Appearing in the Democrat & Chronicle
Rosemary Rivera & Mercedes Phelan, Guest Essayists
With controversies claiming most of the headlines, it’s easy to overlook successes in the Rochester City School District. Last month, the Children’s Agenda, in collaboration with Citizen Action and the Alliance for Quality Education, released a major report on the impact of our school climate work on academic performance. The recommendations presented in this report offer a clear path forward for a district in crisis.
When faced with a deteriorating school climate, members of our community stepped up and formed a task force that led to major reforms in the district, including a new code of conduct, restorative justice training in over 20 schools, the establishment of Help Zones for students, and the Victorious Minds Academy anti-racism initiative.
It’s no coincidence that Distinguished Educator Jaime Aquino lifted up school climate as one of the key success stories in the district. Community leaders worked collaboratively with the district for years to achieve and implement these reforms.
What we didn’t anticipate was the significant impact these reforms would have on academics. After passing the new code of conduct in 2016, there were 3,032 fewer suspensions in the district—a 27 percent drop. During that same period, course failures decreased by 28 percent among suspended students, with the biggest improvement among students who were suspended for ten days or more.

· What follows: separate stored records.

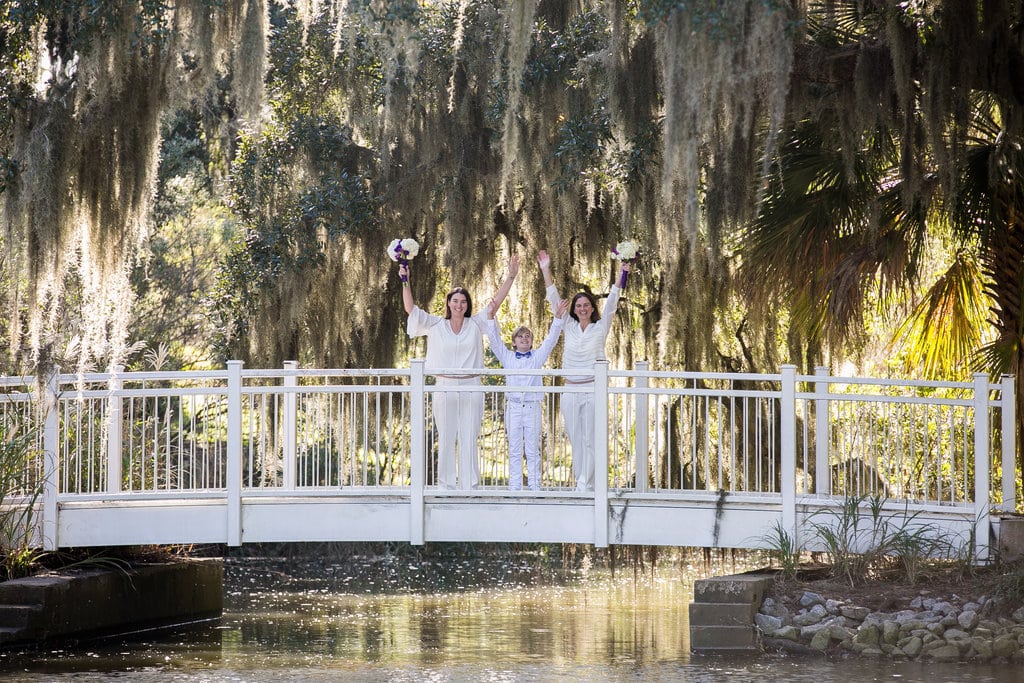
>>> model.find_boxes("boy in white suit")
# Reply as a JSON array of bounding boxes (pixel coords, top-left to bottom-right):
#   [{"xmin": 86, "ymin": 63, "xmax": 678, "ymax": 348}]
[{"xmin": 486, "ymin": 264, "xmax": 569, "ymax": 490}]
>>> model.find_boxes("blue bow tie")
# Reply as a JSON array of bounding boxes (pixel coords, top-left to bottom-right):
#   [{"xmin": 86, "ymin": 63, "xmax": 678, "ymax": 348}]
[{"xmin": 515, "ymin": 351, "xmax": 532, "ymax": 359}]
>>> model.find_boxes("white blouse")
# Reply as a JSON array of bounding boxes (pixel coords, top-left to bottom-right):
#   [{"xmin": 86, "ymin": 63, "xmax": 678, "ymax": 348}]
[
  {"xmin": 407, "ymin": 306, "xmax": 488, "ymax": 373},
  {"xmin": 545, "ymin": 283, "xmax": 621, "ymax": 382}
]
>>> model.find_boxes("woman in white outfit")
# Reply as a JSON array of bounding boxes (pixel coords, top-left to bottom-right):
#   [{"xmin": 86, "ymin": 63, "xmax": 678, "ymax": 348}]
[
  {"xmin": 538, "ymin": 250, "xmax": 629, "ymax": 491},
  {"xmin": 399, "ymin": 258, "xmax": 517, "ymax": 489}
]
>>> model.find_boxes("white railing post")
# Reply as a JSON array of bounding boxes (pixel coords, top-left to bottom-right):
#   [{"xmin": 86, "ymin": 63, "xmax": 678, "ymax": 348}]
[
  {"xmin": 409, "ymin": 359, "xmax": 425, "ymax": 545},
  {"xmin": 42, "ymin": 368, "xmax": 60, "ymax": 551},
  {"xmin": 814, "ymin": 366, "xmax": 830, "ymax": 496},
  {"xmin": 1002, "ymin": 374, "xmax": 1017, "ymax": 513},
  {"xmin": 974, "ymin": 373, "xmax": 991, "ymax": 561},
  {"xmin": 282, "ymin": 361, "xmax": 298, "ymax": 490},
  {"xmin": 634, "ymin": 361, "xmax": 649, "ymax": 493},
  {"xmin": 780, "ymin": 365, "xmax": 797, "ymax": 542},
  {"xmin": 106, "ymin": 365, "xmax": 124, "ymax": 494},
  {"xmin": 226, "ymin": 360, "xmax": 243, "ymax": 546},
  {"xmin": 595, "ymin": 360, "xmax": 609, "ymax": 548}
]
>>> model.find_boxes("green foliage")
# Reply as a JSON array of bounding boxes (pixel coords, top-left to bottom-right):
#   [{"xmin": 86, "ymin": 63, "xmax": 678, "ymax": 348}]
[
  {"xmin": 758, "ymin": 520, "xmax": 801, "ymax": 580},
  {"xmin": 807, "ymin": 495, "xmax": 962, "ymax": 587},
  {"xmin": 128, "ymin": 110, "xmax": 235, "ymax": 370},
  {"xmin": 638, "ymin": 0, "xmax": 791, "ymax": 37},
  {"xmin": 0, "ymin": 424, "xmax": 42, "ymax": 581},
  {"xmin": 211, "ymin": 114, "xmax": 380, "ymax": 361}
]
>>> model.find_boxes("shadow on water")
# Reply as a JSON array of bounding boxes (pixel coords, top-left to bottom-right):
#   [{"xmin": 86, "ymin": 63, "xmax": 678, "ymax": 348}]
[{"xmin": 0, "ymin": 546, "xmax": 1021, "ymax": 682}]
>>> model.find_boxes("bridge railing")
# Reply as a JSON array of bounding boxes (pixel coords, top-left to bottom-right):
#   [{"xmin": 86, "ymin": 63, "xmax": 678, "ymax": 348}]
[{"xmin": 0, "ymin": 362, "xmax": 1015, "ymax": 551}]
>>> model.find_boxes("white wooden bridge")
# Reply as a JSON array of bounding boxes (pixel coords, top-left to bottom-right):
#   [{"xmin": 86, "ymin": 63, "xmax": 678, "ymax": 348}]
[{"xmin": 1, "ymin": 361, "xmax": 1017, "ymax": 561}]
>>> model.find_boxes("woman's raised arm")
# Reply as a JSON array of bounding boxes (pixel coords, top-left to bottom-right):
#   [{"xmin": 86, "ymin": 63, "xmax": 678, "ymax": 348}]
[{"xmin": 487, "ymin": 253, "xmax": 520, "ymax": 315}]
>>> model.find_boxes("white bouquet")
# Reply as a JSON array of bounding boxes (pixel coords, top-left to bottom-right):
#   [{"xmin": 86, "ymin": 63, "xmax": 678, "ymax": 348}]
[
  {"xmin": 612, "ymin": 239, "xmax": 638, "ymax": 288},
  {"xmin": 612, "ymin": 240, "xmax": 639, "ymax": 261},
  {"xmin": 387, "ymin": 238, "xmax": 420, "ymax": 262},
  {"xmin": 388, "ymin": 238, "xmax": 419, "ymax": 284}
]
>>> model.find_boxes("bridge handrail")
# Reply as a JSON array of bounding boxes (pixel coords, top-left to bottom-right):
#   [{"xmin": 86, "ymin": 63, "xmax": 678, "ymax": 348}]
[{"xmin": 2, "ymin": 361, "xmax": 1014, "ymax": 558}]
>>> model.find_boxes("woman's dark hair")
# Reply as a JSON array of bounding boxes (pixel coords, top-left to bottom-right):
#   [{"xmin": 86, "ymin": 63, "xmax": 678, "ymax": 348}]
[
  {"xmin": 569, "ymin": 292, "xmax": 600, "ymax": 323},
  {"xmin": 445, "ymin": 287, "xmax": 473, "ymax": 319}
]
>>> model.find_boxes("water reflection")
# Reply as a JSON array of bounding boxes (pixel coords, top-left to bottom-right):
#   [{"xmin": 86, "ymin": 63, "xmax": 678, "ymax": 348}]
[{"xmin": 0, "ymin": 554, "xmax": 1020, "ymax": 682}]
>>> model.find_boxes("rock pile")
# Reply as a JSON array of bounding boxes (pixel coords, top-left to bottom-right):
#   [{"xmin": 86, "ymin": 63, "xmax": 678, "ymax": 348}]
[{"xmin": 758, "ymin": 590, "xmax": 1024, "ymax": 661}]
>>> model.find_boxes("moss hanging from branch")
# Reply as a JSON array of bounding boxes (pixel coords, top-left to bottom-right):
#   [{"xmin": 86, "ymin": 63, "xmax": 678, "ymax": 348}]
[{"xmin": 2, "ymin": 0, "xmax": 268, "ymax": 372}]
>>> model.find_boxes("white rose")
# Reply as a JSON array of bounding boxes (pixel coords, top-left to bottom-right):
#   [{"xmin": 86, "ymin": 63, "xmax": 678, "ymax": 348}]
[
  {"xmin": 400, "ymin": 238, "xmax": 420, "ymax": 259},
  {"xmin": 387, "ymin": 239, "xmax": 402, "ymax": 261},
  {"xmin": 614, "ymin": 240, "xmax": 638, "ymax": 260}
]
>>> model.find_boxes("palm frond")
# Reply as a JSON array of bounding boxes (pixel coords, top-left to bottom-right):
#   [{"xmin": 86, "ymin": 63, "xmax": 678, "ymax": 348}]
[{"xmin": 888, "ymin": 253, "xmax": 990, "ymax": 380}]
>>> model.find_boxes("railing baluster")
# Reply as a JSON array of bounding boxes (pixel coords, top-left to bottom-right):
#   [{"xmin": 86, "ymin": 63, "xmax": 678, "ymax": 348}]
[
  {"xmin": 409, "ymin": 359, "xmax": 425, "ymax": 545},
  {"xmin": 635, "ymin": 361, "xmax": 649, "ymax": 493},
  {"xmin": 1002, "ymin": 375, "xmax": 1016, "ymax": 513},
  {"xmin": 973, "ymin": 373, "xmax": 990, "ymax": 560},
  {"xmin": 42, "ymin": 368, "xmax": 60, "ymax": 551},
  {"xmin": 780, "ymin": 365, "xmax": 797, "ymax": 542},
  {"xmin": 226, "ymin": 360, "xmax": 243, "ymax": 546},
  {"xmin": 283, "ymin": 361, "xmax": 297, "ymax": 490},
  {"xmin": 594, "ymin": 360, "xmax": 609, "ymax": 548}
]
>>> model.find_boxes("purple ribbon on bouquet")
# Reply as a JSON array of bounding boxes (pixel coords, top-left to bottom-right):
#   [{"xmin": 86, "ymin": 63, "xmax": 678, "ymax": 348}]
[{"xmin": 394, "ymin": 244, "xmax": 410, "ymax": 283}]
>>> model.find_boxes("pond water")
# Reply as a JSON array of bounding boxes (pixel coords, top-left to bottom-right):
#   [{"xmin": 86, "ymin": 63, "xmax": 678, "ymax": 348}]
[{"xmin": 0, "ymin": 552, "xmax": 1019, "ymax": 682}]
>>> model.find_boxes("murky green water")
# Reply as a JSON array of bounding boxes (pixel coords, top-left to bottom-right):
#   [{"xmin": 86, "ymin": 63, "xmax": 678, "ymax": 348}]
[{"xmin": 0, "ymin": 554, "xmax": 1019, "ymax": 681}]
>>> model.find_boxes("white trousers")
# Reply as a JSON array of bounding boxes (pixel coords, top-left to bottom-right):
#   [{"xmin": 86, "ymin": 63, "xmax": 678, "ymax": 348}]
[
  {"xmin": 560, "ymin": 388, "xmax": 595, "ymax": 491},
  {"xmin": 505, "ymin": 400, "xmax": 543, "ymax": 490},
  {"xmin": 432, "ymin": 377, "xmax": 483, "ymax": 489}
]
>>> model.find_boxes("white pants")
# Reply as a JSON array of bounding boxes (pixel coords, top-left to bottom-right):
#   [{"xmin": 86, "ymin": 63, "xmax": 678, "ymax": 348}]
[
  {"xmin": 505, "ymin": 399, "xmax": 542, "ymax": 490},
  {"xmin": 560, "ymin": 388, "xmax": 595, "ymax": 491},
  {"xmin": 432, "ymin": 377, "xmax": 483, "ymax": 489}
]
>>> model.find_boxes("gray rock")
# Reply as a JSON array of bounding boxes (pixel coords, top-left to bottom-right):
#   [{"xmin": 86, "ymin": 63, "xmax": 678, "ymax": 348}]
[
  {"xmin": 970, "ymin": 636, "xmax": 993, "ymax": 661},
  {"xmin": 810, "ymin": 628, "xmax": 832, "ymax": 651},
  {"xmin": 977, "ymin": 619, "xmax": 1003, "ymax": 633},
  {"xmin": 993, "ymin": 634, "xmax": 1018, "ymax": 659},
  {"xmin": 958, "ymin": 610, "xmax": 979, "ymax": 630},
  {"xmin": 793, "ymin": 604, "xmax": 828, "ymax": 626},
  {"xmin": 944, "ymin": 628, "xmax": 971, "ymax": 642},
  {"xmin": 926, "ymin": 644, "xmax": 962, "ymax": 662},
  {"xmin": 828, "ymin": 623, "xmax": 856, "ymax": 642},
  {"xmin": 755, "ymin": 613, "xmax": 783, "ymax": 633},
  {"xmin": 1012, "ymin": 606, "xmax": 1024, "ymax": 623},
  {"xmin": 840, "ymin": 605, "xmax": 870, "ymax": 621},
  {"xmin": 825, "ymin": 598, "xmax": 843, "ymax": 615},
  {"xmin": 900, "ymin": 636, "xmax": 923, "ymax": 657},
  {"xmin": 854, "ymin": 623, "xmax": 880, "ymax": 646},
  {"xmin": 882, "ymin": 620, "xmax": 900, "ymax": 645},
  {"xmin": 800, "ymin": 621, "xmax": 830, "ymax": 639},
  {"xmin": 776, "ymin": 625, "xmax": 801, "ymax": 641},
  {"xmin": 899, "ymin": 618, "xmax": 928, "ymax": 633},
  {"xmin": 800, "ymin": 591, "xmax": 825, "ymax": 608}
]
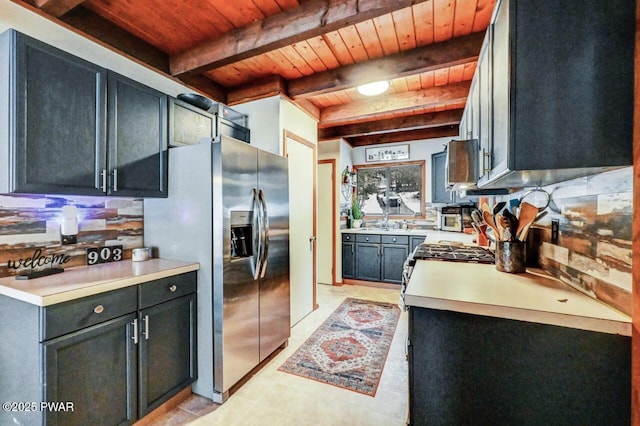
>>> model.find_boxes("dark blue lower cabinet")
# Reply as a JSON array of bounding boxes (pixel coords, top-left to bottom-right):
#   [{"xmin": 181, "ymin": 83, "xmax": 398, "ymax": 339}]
[
  {"xmin": 381, "ymin": 244, "xmax": 408, "ymax": 284},
  {"xmin": 343, "ymin": 233, "xmax": 412, "ymax": 284},
  {"xmin": 342, "ymin": 242, "xmax": 355, "ymax": 279},
  {"xmin": 43, "ymin": 315, "xmax": 138, "ymax": 425},
  {"xmin": 0, "ymin": 272, "xmax": 197, "ymax": 426},
  {"xmin": 408, "ymin": 306, "xmax": 631, "ymax": 426},
  {"xmin": 139, "ymin": 293, "xmax": 197, "ymax": 417}
]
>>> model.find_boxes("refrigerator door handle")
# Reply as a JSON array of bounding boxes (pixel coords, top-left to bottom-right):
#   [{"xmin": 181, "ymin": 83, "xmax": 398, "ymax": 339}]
[
  {"xmin": 258, "ymin": 189, "xmax": 269, "ymax": 278},
  {"xmin": 252, "ymin": 188, "xmax": 262, "ymax": 280}
]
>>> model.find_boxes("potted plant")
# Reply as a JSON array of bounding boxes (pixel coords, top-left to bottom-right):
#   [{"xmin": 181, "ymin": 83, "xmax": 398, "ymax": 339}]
[{"xmin": 351, "ymin": 197, "xmax": 363, "ymax": 228}]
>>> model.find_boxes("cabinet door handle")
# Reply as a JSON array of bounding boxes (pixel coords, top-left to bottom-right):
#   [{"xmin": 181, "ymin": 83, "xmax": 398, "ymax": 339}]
[
  {"xmin": 93, "ymin": 305, "xmax": 104, "ymax": 314},
  {"xmin": 112, "ymin": 169, "xmax": 118, "ymax": 192},
  {"xmin": 169, "ymin": 285, "xmax": 177, "ymax": 292},
  {"xmin": 132, "ymin": 318, "xmax": 138, "ymax": 344},
  {"xmin": 101, "ymin": 169, "xmax": 108, "ymax": 193},
  {"xmin": 143, "ymin": 315, "xmax": 149, "ymax": 340},
  {"xmin": 482, "ymin": 150, "xmax": 492, "ymax": 175}
]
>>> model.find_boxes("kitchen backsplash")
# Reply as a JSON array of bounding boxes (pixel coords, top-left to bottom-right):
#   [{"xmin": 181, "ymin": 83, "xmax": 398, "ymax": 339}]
[
  {"xmin": 498, "ymin": 167, "xmax": 632, "ymax": 316},
  {"xmin": 0, "ymin": 194, "xmax": 143, "ymax": 278}
]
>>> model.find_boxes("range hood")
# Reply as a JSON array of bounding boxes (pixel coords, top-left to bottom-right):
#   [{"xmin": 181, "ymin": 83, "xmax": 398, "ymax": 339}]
[
  {"xmin": 446, "ymin": 139, "xmax": 479, "ymax": 189},
  {"xmin": 445, "ymin": 139, "xmax": 510, "ymax": 196}
]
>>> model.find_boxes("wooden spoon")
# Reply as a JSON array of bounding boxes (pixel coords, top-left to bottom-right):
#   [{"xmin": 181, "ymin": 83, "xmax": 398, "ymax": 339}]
[
  {"xmin": 516, "ymin": 202, "xmax": 538, "ymax": 240},
  {"xmin": 483, "ymin": 210, "xmax": 500, "ymax": 240},
  {"xmin": 494, "ymin": 213, "xmax": 505, "ymax": 240}
]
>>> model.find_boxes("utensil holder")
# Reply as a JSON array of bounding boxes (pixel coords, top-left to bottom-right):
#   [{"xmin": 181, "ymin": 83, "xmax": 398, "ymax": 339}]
[{"xmin": 495, "ymin": 241, "xmax": 526, "ymax": 273}]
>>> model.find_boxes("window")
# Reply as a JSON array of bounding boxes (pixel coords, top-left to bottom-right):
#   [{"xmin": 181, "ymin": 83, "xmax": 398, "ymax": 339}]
[{"xmin": 355, "ymin": 161, "xmax": 425, "ymax": 218}]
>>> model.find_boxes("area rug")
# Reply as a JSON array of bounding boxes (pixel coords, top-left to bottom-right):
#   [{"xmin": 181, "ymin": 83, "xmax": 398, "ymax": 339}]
[{"xmin": 278, "ymin": 297, "xmax": 400, "ymax": 396}]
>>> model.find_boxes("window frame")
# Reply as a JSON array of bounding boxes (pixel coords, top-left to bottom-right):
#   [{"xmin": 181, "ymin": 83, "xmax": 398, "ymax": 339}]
[{"xmin": 353, "ymin": 160, "xmax": 426, "ymax": 219}]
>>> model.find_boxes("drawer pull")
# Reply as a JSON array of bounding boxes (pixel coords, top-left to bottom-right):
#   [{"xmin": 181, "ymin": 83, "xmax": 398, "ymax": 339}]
[
  {"xmin": 393, "ymin": 238, "xmax": 397, "ymax": 242},
  {"xmin": 169, "ymin": 285, "xmax": 177, "ymax": 292},
  {"xmin": 93, "ymin": 305, "xmax": 104, "ymax": 314}
]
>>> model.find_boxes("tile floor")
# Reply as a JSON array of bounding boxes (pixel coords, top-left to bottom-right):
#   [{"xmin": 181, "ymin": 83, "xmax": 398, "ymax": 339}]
[{"xmin": 149, "ymin": 283, "xmax": 408, "ymax": 425}]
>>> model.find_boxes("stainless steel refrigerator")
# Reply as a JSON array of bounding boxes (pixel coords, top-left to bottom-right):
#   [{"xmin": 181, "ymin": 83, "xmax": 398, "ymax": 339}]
[{"xmin": 144, "ymin": 135, "xmax": 290, "ymax": 403}]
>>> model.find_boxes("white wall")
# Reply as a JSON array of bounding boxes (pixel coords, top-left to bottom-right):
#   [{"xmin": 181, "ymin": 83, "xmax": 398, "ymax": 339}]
[
  {"xmin": 232, "ymin": 96, "xmax": 281, "ymax": 154},
  {"xmin": 279, "ymin": 98, "xmax": 317, "ymax": 146}
]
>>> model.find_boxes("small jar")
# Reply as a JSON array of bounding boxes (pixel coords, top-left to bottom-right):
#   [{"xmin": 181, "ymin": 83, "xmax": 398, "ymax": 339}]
[{"xmin": 132, "ymin": 247, "xmax": 152, "ymax": 262}]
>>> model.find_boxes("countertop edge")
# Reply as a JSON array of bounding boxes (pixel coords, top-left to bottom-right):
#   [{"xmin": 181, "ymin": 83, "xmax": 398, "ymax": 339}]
[
  {"xmin": 405, "ymin": 291, "xmax": 631, "ymax": 337},
  {"xmin": 341, "ymin": 228, "xmax": 430, "ymax": 236},
  {"xmin": 0, "ymin": 260, "xmax": 200, "ymax": 307}
]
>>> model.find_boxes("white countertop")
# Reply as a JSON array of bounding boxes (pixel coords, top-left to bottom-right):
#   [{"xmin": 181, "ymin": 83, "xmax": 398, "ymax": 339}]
[
  {"xmin": 405, "ymin": 260, "xmax": 631, "ymax": 336},
  {"xmin": 341, "ymin": 227, "xmax": 430, "ymax": 236},
  {"xmin": 0, "ymin": 259, "xmax": 200, "ymax": 307}
]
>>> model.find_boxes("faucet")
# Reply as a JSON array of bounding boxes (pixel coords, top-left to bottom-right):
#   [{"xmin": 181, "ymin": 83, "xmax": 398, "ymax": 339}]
[{"xmin": 382, "ymin": 212, "xmax": 389, "ymax": 229}]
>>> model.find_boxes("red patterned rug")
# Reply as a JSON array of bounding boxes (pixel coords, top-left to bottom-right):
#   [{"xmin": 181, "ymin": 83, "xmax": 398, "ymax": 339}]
[{"xmin": 278, "ymin": 297, "xmax": 401, "ymax": 396}]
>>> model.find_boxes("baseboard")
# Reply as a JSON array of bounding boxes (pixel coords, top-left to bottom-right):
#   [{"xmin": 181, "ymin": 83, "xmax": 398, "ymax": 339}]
[
  {"xmin": 342, "ymin": 278, "xmax": 402, "ymax": 290},
  {"xmin": 133, "ymin": 386, "xmax": 192, "ymax": 426}
]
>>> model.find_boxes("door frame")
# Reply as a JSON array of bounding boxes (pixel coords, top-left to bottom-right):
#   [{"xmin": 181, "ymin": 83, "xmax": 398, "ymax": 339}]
[
  {"xmin": 318, "ymin": 159, "xmax": 336, "ymax": 286},
  {"xmin": 283, "ymin": 130, "xmax": 318, "ymax": 310}
]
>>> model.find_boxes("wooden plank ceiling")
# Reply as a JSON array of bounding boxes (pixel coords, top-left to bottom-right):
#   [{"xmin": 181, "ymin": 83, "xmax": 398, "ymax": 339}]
[{"xmin": 17, "ymin": 0, "xmax": 496, "ymax": 146}]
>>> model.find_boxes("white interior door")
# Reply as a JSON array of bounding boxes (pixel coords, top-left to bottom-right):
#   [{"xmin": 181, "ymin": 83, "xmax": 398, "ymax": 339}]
[
  {"xmin": 317, "ymin": 161, "xmax": 334, "ymax": 285},
  {"xmin": 285, "ymin": 132, "xmax": 316, "ymax": 326}
]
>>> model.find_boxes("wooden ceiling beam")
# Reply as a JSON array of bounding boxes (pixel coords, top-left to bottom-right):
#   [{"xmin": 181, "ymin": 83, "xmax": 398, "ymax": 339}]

It’s not hard to understand how being removed from the classroom for a week or more can disrupt a student’s education. Even after returning, it can be difficult for students to get back on track.
We have an opportunity to build on strength and turn our schools into the joyful spaces we know they can be. That starts with building strong, healthy relationships in the school community, which is why we need a district-wide implementation of restorative practices and increased staffing for the Roc Restorative Team.
This doesn’t mean eliminating suspensions outright, but instead emphasizing alternatives that aim to repair and reduce harm caused to students, parents, and teachers.
We also need to ban suspensions for K-2 students and cap long-term suspensions at 20 days. Suspending young learners hurts their development and sets them up to struggle as they move up to the next grade.
Lastly, we must adopt the recommendations made by the School Climate Advisory Committee, which were presented to the board of education in the fall.
Change won’t happen overnight. But creating supportive learning spaces that recognize the long-term effects of poverty, trauma, and racism can go a long way toward transforming our district.
Rosemary Rivera is co-executive director and Mercedes Phelan is Rochester lead organizer of Citizen Action of New York.